Last week, life was a mess. New health issues threatened me, a client discriminated against me, more friends buried loved ones, and I was like, “Really? Again? Still?” So God in His goodness nudged me toward Psalm 62.
I love David’s honesty in this psalm. His life was a mess. Über-stressful. How did he cope? He talked to himself and God at the same time. Pep talk, prayer. Pep talk, prayer.
Do you do that sometimes? I do. And God is perfectly fine with that.
David knew he needed resources beyond himself.
How to speak to the mess
Although David mentions some external stressors in this psalm, what strikes me the most is how he wrestles against the enemy within—the enemy of us all, who knows how to use our stress against us. The enemy who continually whispers lies to us, who tries to trap us, who strives to embed false teaching in our minds (vs. 4). The enemy who is hell-bent on getting us to doubt our faith so we won’t share it.
David faces the enemy’s lies head-on in Psalm 62. Often using military terms, David declares:
- (4x) God is my salvation—my deliverance; my security and ultimate victory
- (3x) God is my rock—poetic for defense of the Israelite nation
- (2x) God is my fortress—my secure height; an unassailable stronghold
- (2x) God is my refuge—my shelter
In its current form, Psalm 62 does nifty poetic things like repeating rock/salvation/fortress, in that order, in the first and third stanzas. And alternating pep talk/prayer.

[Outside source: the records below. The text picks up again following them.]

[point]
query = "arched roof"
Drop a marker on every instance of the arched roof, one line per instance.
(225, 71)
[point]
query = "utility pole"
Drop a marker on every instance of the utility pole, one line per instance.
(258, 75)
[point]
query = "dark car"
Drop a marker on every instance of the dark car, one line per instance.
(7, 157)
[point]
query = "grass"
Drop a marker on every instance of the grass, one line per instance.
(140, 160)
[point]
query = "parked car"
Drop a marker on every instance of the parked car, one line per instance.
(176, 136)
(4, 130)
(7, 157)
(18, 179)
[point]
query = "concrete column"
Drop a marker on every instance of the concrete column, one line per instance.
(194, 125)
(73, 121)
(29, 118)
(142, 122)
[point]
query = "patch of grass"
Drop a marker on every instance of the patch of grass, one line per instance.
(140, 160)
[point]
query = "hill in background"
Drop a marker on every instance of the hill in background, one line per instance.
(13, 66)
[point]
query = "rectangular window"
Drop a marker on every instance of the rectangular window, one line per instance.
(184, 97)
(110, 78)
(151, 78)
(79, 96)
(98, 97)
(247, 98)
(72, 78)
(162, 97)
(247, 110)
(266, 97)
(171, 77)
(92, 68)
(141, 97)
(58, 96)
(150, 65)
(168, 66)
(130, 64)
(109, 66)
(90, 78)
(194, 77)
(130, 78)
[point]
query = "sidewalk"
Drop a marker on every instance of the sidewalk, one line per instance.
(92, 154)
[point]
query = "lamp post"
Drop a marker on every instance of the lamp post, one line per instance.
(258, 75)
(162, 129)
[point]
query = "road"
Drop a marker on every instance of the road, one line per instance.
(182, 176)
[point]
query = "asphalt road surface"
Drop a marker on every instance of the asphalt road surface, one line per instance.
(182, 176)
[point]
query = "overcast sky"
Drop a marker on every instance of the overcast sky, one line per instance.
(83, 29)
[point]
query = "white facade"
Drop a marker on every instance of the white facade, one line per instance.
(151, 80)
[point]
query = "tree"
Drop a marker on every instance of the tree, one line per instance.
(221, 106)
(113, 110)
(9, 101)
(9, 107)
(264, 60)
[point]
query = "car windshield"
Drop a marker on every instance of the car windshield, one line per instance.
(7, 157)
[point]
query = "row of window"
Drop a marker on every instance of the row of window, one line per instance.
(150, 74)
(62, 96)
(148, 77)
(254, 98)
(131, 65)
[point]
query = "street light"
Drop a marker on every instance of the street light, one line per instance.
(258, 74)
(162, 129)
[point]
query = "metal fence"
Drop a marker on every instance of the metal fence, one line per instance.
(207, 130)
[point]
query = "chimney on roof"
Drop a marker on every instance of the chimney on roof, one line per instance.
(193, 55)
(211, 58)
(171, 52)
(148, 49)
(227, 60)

I don’t think David planned that when he first uttered it. He just poured out his heart. He needed to remind himself who was in charge. He needed to bulldoze the message from his head to his heart until that path was devoid of the world’s debris.
From heart-cries to polished psalm
I envision that David jotted his heart-cries in the heat of the moment but crafted them into this psalm much later, years after he was enthroned as king. It appears that part of his reason for compiling his psalms was to help ensure uninterrupted worship singing at the Temple. Although God didn’t allow David to build the First Temple, he did much to plan for it. He organized musicians to rotate serving at the Temple (1 Chronicles 25). Verses 1 and 2 elevate the musicians’ duties to that comparable of a prophet. David also instituted a music school of sorts to develop the instrumentalists’ and singers’ musical and worship skills (1 Chronicles 25:6-8).
I can’t help but think that David’s desire to have worshipful music continually encircle the Temple foreshadows worship in heaven.
Back in the gritty present, who knew that David’s heart-cries would become a psalm sung at the Temple and read throughout history?
David’s model in the middle of the mess
David is known for many things. 2 Samuel 23:2-7 adds psalmist and prophet to the list. Most of all, David is a poster child for “you can pick what you ponder” (Max Lucado’s phrase). Yes, life is messy. No, life isn’t fair. It rarely turns out the way we think it should. But David models what to do when life becomes an unmanageable mess. Stop, stand before God, talk honestly to Him and yourself as much as needed until you can rest without doubt in knowing God will wield all His power on your behalf because He loves you.
Psalm 62:11-12 reminds us that all power belongs to God alone—and so our loving devotion should be for Him alone.
In his book The Songs of Jesus: A Year of Daily Devotions in the Psalms, Timothy Keller put it this way: “I need only one thing to survive and thrive—and I have it. I need only God and his all-powerful fatherly love and care—everything else is expendable.”
Father, thank You for Psalm 62 and its reminder to be totally honest with You. Thank you that You still understand when I jumble my prayers with pep talks. Thank you that it’s OK—and necessary—to wrestle with doubts or concerns every time raise their ugly heads again. You have already declared victory over all that and much more. It’s up to me to live that way. All praise and glory to You. Amen.